My macaroni and cheese is simple and gets lots of flavor from the cheeses and ground chipotle. I use conchiglie pasta because its shape allows more melted cheese to pool inside. Yum!

—Colleen Delawder, Herndon, VA


Takes: 25 min. • Makes: 8 servings

1 pkg. (16 oz.) small pasta shells

1/2 cup butter, cubed

1/2 cup all-purpose flour

1/2 tsp. onion powder

1/2 tsp. ground chipotle pepper

1/2 tsp. pepper

1/4 tsp. salt

4 cups 2% milk

2 cups shredded sharp white cheddar cheese

2 cups shredded Manchego or additional white cheddar cheese

1. In a 6-qt. stockpot, cook pasta according to package directions. Drain; return to pot.

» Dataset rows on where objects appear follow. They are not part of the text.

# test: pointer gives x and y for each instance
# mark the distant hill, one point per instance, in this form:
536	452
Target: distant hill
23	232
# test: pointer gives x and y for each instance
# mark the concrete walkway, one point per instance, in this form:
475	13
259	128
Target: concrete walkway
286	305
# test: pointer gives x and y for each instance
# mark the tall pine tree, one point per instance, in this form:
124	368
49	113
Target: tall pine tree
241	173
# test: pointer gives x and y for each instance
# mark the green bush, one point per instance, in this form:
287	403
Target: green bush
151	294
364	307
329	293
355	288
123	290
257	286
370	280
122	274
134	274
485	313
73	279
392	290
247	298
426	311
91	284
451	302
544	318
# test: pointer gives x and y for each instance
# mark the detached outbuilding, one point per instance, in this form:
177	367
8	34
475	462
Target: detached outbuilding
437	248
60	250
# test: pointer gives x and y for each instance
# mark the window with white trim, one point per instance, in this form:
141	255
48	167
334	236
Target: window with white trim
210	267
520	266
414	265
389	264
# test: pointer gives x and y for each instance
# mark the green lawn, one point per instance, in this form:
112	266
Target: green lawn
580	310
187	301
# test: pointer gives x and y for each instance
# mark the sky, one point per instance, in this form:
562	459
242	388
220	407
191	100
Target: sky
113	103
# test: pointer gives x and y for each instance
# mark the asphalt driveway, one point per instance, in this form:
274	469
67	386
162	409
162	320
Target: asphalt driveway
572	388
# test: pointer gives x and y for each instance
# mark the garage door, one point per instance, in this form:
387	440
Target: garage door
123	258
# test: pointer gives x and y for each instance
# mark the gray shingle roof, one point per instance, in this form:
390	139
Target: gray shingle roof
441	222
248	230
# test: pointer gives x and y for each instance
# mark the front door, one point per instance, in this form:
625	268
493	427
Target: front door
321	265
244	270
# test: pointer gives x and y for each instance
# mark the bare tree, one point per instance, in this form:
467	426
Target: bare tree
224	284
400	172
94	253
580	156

2. Meanwhile, in a large saucepan, melt butter over medium heat. Stir in flour and seasonings until smooth; gradually whisk in milk. Bring to a boil, stirring constantly; cook and stir until thickened, 6-8 minutes. Remove from heat; stir in cheeses until melted. Add to pasta; toss to coat.

Per cup: 650 cal., 35g fat (22g sat. fat), 101mg chol., 607mg sod., 55g carb. (8g sugars, 2g fiber), 27g pro.